This repository contains the code related to the research of Ferenc Béres, Róbert Pálovics and András A. Benczúr. If you are interested in our work then you can read the full paper or check out the poster that I presented at the 14th International Workshop on Mining and Learning with Graphs (KDD18).
Please cite our work if you use this code or the Twitter tennis datasets that we collected:
@Article{Béres2018,
author="B{\'e}res, Ferenc
and P{\'a}lovics, R{\'o}bert
and Ol{\'a}h, Anna
and Bencz{\'u}r, Andr{\'a}s A.",
title="Temporal walk based centrality metric for graph streams",
journal="Applied Network Science",
year="2018",
volume="3",
number="32",
pages="26",
}
A former version of our research was presented at the 6th International Conference on Complex Networks and Their Applications. You can find the related codebase on a different branch.
- UNIX environment
- Python 3.5 conda environment with pre-installed jupyter:
conda create -n YOUR_CONDA_PY3_ENV python=3.5 jupyter
source activate YOUR_CONDA_PY3_ENV
- Install the following packages with conda or pip:
- data processing: pandas, numpy
- scientific: scipy, networkx, editdistance
- visualization: matplotlib, seaborn
- general: sys, os, math, re, json, shutil, operator, collections, multiprocessing, functools, itertools, datetime, pytz
The US Open 2017 (UO17) and Roland-Garros 2017 (RG17) Twitter datasets are available on the website of our research group.
You can also download all related data sets with the following command
bash ./scripts/download_data.sh
After you have downloaded the data sets (see previous section) you can run the experiments with the provided scripts or you can experiment with Jupyter notebooks as well.
You can simply run all the following steps with one script but it will take many time. Look for details in the next section (Calculate centrality scores).

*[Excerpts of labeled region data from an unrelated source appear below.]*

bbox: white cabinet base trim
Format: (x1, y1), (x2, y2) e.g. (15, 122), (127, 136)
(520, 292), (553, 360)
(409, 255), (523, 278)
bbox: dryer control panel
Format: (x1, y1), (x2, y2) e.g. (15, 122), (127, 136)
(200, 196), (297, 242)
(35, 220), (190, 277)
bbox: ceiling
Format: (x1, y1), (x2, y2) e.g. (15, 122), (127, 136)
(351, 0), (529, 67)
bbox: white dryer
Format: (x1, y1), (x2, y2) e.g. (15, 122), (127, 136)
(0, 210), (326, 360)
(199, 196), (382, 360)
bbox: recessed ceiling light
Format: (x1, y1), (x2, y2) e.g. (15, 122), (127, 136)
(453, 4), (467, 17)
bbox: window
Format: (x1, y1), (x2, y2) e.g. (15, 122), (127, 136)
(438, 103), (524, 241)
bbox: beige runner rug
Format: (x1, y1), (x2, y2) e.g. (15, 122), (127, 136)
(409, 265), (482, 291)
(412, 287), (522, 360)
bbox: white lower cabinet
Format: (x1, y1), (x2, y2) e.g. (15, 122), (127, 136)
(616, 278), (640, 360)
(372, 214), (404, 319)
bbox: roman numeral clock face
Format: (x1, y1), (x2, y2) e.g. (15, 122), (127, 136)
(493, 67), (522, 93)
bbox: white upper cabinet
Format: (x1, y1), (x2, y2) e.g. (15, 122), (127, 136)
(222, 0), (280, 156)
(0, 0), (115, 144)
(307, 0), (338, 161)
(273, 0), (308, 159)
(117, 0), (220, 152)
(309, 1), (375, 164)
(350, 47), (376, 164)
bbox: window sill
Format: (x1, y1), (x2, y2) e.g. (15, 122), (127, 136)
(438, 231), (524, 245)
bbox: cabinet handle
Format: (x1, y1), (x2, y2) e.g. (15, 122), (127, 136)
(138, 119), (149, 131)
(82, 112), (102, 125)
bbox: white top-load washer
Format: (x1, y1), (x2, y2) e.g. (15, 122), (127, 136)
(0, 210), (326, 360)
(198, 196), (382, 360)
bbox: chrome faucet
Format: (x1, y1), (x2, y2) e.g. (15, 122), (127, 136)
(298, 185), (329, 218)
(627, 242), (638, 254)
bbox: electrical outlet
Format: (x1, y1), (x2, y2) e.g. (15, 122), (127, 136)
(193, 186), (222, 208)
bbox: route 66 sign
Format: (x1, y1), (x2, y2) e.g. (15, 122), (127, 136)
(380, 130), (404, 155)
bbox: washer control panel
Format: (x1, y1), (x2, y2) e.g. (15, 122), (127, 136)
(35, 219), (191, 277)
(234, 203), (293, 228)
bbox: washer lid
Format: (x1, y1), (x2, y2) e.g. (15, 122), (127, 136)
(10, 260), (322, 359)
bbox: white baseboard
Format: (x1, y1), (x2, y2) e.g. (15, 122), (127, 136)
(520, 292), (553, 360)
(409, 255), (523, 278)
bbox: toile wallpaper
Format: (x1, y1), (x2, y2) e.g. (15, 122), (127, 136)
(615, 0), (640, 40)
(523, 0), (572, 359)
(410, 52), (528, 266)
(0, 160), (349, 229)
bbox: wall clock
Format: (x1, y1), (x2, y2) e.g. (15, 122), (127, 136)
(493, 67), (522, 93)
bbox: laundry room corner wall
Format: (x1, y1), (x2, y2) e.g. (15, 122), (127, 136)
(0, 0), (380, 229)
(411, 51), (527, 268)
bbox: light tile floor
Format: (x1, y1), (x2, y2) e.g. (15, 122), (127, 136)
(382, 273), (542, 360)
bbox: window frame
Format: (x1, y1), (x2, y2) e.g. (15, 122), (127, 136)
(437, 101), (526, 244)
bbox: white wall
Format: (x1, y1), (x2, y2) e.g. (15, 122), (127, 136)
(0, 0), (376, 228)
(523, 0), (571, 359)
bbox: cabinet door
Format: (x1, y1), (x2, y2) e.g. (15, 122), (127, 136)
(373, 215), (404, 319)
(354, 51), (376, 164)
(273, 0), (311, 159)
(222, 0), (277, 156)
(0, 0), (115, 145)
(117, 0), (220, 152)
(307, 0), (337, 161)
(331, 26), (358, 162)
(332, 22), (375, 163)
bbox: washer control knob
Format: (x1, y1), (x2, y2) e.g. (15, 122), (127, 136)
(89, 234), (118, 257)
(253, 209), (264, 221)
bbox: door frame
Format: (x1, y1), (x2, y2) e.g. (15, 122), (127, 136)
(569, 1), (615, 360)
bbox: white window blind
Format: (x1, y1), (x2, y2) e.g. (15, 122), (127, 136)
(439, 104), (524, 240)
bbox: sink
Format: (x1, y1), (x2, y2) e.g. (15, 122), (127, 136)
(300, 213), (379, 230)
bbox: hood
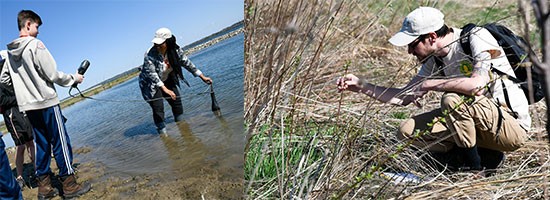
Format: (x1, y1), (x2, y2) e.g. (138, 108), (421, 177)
(8, 37), (35, 61)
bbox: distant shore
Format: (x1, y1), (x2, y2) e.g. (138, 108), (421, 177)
(0, 27), (244, 135)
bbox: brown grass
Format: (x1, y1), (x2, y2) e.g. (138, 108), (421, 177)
(245, 0), (550, 199)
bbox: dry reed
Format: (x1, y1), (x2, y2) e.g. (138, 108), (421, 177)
(245, 0), (550, 199)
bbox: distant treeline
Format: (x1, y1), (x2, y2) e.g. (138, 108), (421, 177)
(182, 20), (244, 50)
(74, 20), (244, 96)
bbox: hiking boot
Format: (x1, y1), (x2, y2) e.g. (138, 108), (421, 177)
(15, 176), (25, 191)
(38, 174), (59, 199)
(459, 146), (483, 171)
(61, 174), (92, 198)
(478, 147), (506, 176)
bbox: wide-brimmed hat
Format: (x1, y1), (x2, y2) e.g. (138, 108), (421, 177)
(389, 7), (445, 46)
(151, 28), (172, 44)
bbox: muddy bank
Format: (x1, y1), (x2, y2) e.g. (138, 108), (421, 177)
(6, 147), (243, 199)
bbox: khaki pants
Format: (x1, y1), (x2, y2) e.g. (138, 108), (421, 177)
(398, 93), (527, 152)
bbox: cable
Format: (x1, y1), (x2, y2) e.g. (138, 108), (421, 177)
(69, 84), (214, 103)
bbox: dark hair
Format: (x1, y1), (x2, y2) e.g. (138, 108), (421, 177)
(166, 35), (183, 83)
(17, 10), (42, 30)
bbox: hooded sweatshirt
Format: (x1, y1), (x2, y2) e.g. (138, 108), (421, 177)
(6, 37), (75, 112)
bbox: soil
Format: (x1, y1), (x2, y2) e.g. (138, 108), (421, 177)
(6, 147), (244, 199)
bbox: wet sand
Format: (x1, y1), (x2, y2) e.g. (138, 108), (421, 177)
(6, 145), (244, 199)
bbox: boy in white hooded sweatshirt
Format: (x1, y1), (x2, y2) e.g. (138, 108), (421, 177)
(6, 10), (91, 199)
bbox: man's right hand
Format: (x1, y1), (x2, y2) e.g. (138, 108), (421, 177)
(336, 74), (362, 92)
(74, 73), (84, 84)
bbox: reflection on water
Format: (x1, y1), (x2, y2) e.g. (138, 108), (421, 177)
(58, 34), (245, 196)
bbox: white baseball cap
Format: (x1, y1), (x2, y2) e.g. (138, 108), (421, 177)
(151, 28), (172, 44)
(389, 7), (445, 46)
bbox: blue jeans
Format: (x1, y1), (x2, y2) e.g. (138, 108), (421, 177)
(0, 138), (23, 200)
(27, 105), (74, 177)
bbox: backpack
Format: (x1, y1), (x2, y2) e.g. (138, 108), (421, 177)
(460, 23), (544, 104)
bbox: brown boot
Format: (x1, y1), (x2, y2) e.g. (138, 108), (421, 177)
(61, 174), (92, 198)
(38, 174), (59, 199)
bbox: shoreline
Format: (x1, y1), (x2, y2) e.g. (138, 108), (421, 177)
(0, 27), (244, 145)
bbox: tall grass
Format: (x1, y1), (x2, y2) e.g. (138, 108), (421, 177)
(245, 0), (550, 199)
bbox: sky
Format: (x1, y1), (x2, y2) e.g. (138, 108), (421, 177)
(0, 0), (244, 99)
(0, 0), (244, 142)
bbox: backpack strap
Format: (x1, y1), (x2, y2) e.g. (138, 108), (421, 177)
(459, 23), (477, 61)
(459, 23), (519, 137)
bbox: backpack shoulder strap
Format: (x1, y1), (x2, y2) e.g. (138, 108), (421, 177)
(459, 23), (477, 60)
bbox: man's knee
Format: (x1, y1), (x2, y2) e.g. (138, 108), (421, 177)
(441, 93), (463, 110)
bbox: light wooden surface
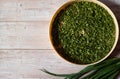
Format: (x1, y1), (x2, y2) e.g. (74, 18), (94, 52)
(0, 0), (120, 79)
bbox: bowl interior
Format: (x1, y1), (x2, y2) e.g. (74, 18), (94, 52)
(50, 0), (119, 65)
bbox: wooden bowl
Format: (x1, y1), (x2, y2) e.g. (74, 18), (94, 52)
(49, 0), (119, 65)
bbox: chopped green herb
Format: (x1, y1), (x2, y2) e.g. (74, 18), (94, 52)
(51, 1), (115, 64)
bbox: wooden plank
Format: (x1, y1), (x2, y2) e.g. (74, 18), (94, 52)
(0, 0), (66, 21)
(0, 50), (84, 79)
(0, 21), (52, 49)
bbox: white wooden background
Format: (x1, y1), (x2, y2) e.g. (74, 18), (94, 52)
(0, 0), (120, 79)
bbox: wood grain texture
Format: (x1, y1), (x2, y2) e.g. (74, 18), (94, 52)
(0, 0), (120, 79)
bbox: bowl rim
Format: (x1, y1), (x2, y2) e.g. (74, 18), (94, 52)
(49, 0), (119, 65)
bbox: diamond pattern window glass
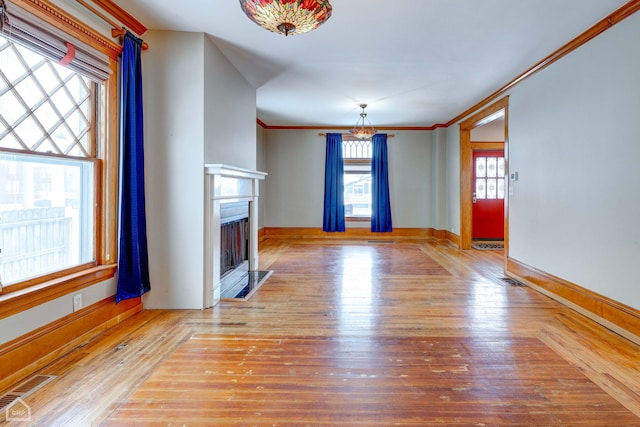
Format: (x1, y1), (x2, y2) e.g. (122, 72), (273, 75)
(0, 37), (97, 157)
(475, 157), (505, 199)
(342, 139), (371, 219)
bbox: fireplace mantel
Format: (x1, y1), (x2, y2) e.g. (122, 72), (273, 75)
(204, 164), (267, 308)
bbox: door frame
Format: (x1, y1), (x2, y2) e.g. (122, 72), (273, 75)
(471, 146), (507, 241)
(460, 96), (509, 262)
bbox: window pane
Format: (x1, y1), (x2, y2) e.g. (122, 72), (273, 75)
(476, 178), (487, 199)
(476, 157), (487, 178)
(487, 157), (498, 178)
(0, 154), (95, 284)
(344, 172), (371, 217)
(487, 178), (498, 199)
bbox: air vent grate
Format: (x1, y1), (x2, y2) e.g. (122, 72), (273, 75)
(502, 277), (526, 286)
(0, 375), (56, 414)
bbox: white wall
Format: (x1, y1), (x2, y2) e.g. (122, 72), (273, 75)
(509, 10), (640, 308)
(0, 278), (116, 345)
(445, 124), (460, 236)
(261, 130), (436, 228)
(200, 36), (256, 170)
(255, 124), (269, 228)
(143, 31), (204, 308)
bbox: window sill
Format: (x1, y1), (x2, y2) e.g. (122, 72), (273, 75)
(0, 264), (117, 319)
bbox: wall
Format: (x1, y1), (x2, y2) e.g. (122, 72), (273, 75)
(143, 31), (204, 308)
(143, 31), (256, 309)
(509, 14), (640, 308)
(255, 124), (269, 228)
(445, 124), (460, 236)
(264, 130), (444, 228)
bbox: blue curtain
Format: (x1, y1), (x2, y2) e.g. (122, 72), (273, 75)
(116, 31), (151, 303)
(322, 133), (345, 231)
(371, 133), (393, 232)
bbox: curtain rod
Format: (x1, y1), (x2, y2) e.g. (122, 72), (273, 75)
(76, 0), (149, 50)
(318, 133), (396, 138)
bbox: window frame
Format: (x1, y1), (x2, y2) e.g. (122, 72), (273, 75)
(0, 0), (122, 319)
(342, 140), (371, 222)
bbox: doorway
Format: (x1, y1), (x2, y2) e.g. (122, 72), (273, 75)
(471, 149), (505, 241)
(460, 97), (509, 254)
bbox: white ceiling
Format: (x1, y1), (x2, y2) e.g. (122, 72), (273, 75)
(115, 0), (626, 127)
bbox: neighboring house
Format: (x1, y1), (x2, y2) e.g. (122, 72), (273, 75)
(0, 0), (640, 392)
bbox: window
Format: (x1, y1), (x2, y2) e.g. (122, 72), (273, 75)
(342, 139), (371, 219)
(0, 2), (118, 300)
(475, 157), (504, 200)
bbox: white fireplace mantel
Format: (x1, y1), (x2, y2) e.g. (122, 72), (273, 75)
(204, 164), (267, 308)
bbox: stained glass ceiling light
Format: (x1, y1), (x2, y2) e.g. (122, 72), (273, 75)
(240, 0), (332, 36)
(349, 104), (376, 139)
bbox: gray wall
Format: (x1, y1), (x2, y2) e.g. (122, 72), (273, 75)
(509, 14), (640, 308)
(446, 13), (640, 309)
(264, 130), (438, 228)
(200, 36), (256, 170)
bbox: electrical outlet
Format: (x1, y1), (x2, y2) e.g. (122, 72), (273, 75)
(73, 294), (82, 311)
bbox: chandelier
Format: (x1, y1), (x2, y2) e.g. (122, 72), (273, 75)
(349, 104), (376, 139)
(240, 0), (332, 36)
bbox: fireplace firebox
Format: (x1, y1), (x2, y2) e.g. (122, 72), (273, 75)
(204, 164), (267, 307)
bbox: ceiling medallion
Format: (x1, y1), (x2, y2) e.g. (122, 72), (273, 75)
(349, 104), (376, 139)
(240, 0), (332, 36)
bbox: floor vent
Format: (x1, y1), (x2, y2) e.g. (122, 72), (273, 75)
(0, 375), (56, 414)
(502, 277), (527, 286)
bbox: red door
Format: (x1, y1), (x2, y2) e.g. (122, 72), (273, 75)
(471, 151), (505, 240)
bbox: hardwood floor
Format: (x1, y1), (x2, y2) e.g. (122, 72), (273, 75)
(1, 238), (640, 426)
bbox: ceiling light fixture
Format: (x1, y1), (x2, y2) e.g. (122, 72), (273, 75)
(240, 0), (332, 36)
(349, 104), (376, 139)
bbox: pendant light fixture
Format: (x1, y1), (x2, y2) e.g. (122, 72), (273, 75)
(349, 104), (376, 139)
(240, 0), (332, 36)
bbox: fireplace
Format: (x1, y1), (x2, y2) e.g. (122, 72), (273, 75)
(204, 164), (266, 307)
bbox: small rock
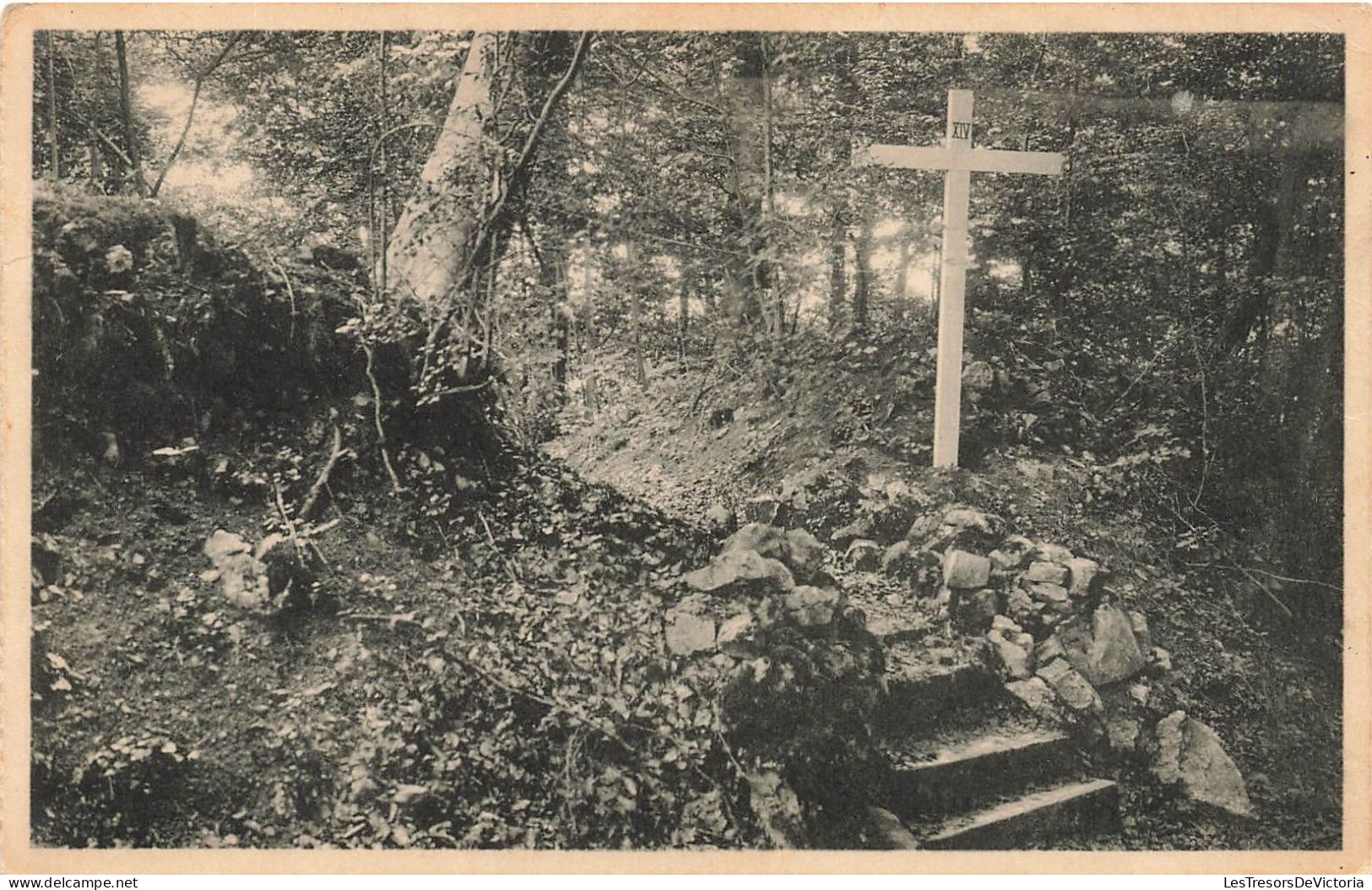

source activate YOUR_CONDA_PY3_ENV
bash ./scripts/run_all.sh
If you read further, you can see the details and instructions related to each task in our experimental setting.
NOTE: In most of the notebooks you have to select from the tennis datasets "rg17" or "uo17".
You can calculate centrality scores for hourly snapshots with the following script.
source activate YOUR_CONDA_PY3_ENV
bash ./scripts/calculate_centrality_scores.sh
It could take several hours to calculate the scores for all parametrizations that is required for the following steps. That is the reason why we use --ExecutePreprocessor.timeout=7200 configuration for the jupyter nbconvert command. If the execution don't finish in 2 hours on your computer then you should increase this time limit.
- Centraity Score Computer: export score files into folder ./data/DATASET_ID/centrality_scores/.
Each implemented centrality measure has a score_id that tries to capture the type and all the parameters of a given method. For example, the score_id is spr_snapshot_12_a0.85_i100 for static PageRank calculated on the last 12 hours of edge history with damping factor 0.85 and 100 iterations. The first part of the score_id always describe the name of the centrality measure:
- tk: temporal Katz centrality (our method)
- ttk: truncated temporal Katz centrality (our method)
- tpr: temporal PageRank
- spr: static PageRank
- hc: static Harmonic Centrality
- nbm: static negative-Beta Measure
- indeg: static indegree
- did: decayed indegree
You can run the experiments with the following script:
source activate YOUR_CONDA_PY3_ENV
bash ./scripts/run_experiments.sh
After you have run the script above, you can find several files related to the experiments (node labels, figures, NDCG@50 scores) in the results/ folder of the repository.
- Schedule Score Updater: Extract relevant nodes of the Twitter mention networks (daily tennis player accounts). Prepare labels for the supervised evaluation.
- Predict Tennis Player: Supervised evaluation for daily tennis player prediction based only on network centrality measures. The performance of temporal Katz centrality is compared with several baselines. You must run Centraity Score Computer and Schedule Score Updater notebooks before executing this notebook. You have to specify the list of score_ids (e.g. spr_snapshot_12_a0.85_i100) that you want to evaluate for Normalized Discounted Cumulative Gain (NDCG).
- Concept Drift: Unsupervised experiment that show that temporal Katz centrality can adapt to changes in the edges distribution.
If you get a "TimeoutError: Cell execution timed out" when you run any of the provided bash scripts then you should increase the execution time limit for the jupyter nbconvert command for the notebook that had broken down. You can do this by using
jupyter nbconvert --to notebook --execute --ExecutePreprocessor.timeout=HIGHER_TIME_LIMIT BROKEN_DOWN_NOTEBOOK.ipynb
or just execute the given notebook through the Jupyter browser.